Gazprom owns a 51% stake in the Nord Stream project, which
will eventually deliver up to 55 billion cubic meters of gas each year
to companies and households in the European Union.
The development, which will run from Vyborg to Germany's
Baltic coast near Greifswald, envisages construction of two parallel
pipes, the first of which will have an annual capacity of 27.5 billion
cubic meters and should come online in 2010.

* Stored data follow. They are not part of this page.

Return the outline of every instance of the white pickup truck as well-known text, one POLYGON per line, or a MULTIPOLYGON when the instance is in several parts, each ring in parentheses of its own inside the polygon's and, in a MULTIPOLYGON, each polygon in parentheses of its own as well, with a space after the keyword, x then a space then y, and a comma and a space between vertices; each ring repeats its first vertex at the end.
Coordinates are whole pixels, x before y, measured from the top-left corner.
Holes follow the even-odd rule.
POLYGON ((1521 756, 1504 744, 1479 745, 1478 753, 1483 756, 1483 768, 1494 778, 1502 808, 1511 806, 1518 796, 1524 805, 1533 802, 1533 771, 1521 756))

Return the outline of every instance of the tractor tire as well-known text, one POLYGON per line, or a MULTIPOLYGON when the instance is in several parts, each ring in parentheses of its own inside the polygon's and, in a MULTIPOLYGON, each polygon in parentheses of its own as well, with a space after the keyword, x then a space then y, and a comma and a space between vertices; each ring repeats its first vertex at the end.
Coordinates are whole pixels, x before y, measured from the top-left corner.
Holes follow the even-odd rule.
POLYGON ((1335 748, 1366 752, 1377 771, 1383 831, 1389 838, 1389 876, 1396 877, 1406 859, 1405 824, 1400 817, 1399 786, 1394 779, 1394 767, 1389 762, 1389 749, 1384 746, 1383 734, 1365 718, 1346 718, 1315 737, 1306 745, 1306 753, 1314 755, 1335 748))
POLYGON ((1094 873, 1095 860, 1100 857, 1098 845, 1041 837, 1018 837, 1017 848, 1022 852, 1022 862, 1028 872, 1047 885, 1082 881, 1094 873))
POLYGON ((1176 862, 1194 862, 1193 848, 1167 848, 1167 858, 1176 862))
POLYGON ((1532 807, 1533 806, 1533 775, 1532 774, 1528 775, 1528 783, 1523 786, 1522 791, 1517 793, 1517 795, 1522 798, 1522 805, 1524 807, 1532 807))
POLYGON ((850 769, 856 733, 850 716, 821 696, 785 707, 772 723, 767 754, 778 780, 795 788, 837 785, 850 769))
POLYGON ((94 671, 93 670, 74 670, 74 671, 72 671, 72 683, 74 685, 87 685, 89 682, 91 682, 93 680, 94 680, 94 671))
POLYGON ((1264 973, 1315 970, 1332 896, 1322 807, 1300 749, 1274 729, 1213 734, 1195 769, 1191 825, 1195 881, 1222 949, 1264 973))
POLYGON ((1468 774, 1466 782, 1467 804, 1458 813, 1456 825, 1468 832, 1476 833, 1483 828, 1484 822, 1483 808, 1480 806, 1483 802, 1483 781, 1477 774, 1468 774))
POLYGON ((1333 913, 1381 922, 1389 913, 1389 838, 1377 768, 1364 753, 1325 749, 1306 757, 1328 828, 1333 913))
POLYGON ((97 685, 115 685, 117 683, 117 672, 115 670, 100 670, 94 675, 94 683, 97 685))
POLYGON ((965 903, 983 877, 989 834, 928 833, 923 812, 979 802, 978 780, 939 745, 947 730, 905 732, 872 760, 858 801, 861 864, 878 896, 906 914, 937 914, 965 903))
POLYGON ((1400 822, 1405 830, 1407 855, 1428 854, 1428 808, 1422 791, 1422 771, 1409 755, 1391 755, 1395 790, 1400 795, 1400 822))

However, Nord Stream's technical director Sergei Serdukov
said Tuesday that the first gas deliveries would now take place two
months later than initially planned, on Nov. 30, 2010, due to delays in
getting construction approvals from countries in the Baltic region, the
Interfax news agency reported.
That news follows comments made last week by Sweden's
Environment Minister Andreas Carlgren, who said the consortium must
draft alternate routes that skirt environmentally vulnerable Swedish
areas of the Baltic Sea.
Nord Stream said at the time that it was fully committed to
preserving the ecosystem of the Baltic Sea and that it was still in the
process of optimizing the pipeline's route through Swedish waters.